Ooopsie.
Annie's Mailbox May 21Dear Annie: I am a highly educated single woman in my 30s who has made many serious mistakes. I have had overlapping affairs and relationships with my co-workers, some of them married.
I have come to understand that I did this because I enjoyed the attention. I also thought I could use these men to advance my career. As it turns out, I have been mostly unemployed for more than a year. I now think I may never be able to find a job in my field, partly because others know about my involvement with colleagues.
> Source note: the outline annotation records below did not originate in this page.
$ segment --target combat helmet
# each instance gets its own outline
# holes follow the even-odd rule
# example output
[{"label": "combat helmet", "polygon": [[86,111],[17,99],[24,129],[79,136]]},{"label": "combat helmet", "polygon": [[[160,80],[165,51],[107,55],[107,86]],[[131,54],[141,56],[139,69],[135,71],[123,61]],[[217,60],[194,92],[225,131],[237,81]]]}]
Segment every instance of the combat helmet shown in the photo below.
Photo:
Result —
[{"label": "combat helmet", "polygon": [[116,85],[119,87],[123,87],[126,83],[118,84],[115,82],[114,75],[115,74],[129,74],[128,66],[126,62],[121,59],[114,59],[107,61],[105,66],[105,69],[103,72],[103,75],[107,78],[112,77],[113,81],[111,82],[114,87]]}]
I regret my actions and feel terrible about the impact they have had on others. I want to start over, but don't know how. Should I apologize to those I have hurt or just move on? How do I find employment with my history? -- Miserable and Discouraged in California
Dear California: It's always a good idea to apologize to someone you have hurt. Depending upon the degree of pain you inflicted, you might not be forgiven, but you will feel better for having tried. And if you believe this is a reason you are not finding employment, you should be upfront about it. Explain to any potential employer that you made some personal mistakes at your previous job, but have learned your lesson and want to prove you can do better. You also should get the word out to former colleagues that you are sorry for your prior behavior, you've changed and you're looking for work. If you still cannot find a job, consider continuing education classes to burnish your resume or, if necessary, changing careers. Sometimes you have to clean the slate entirely.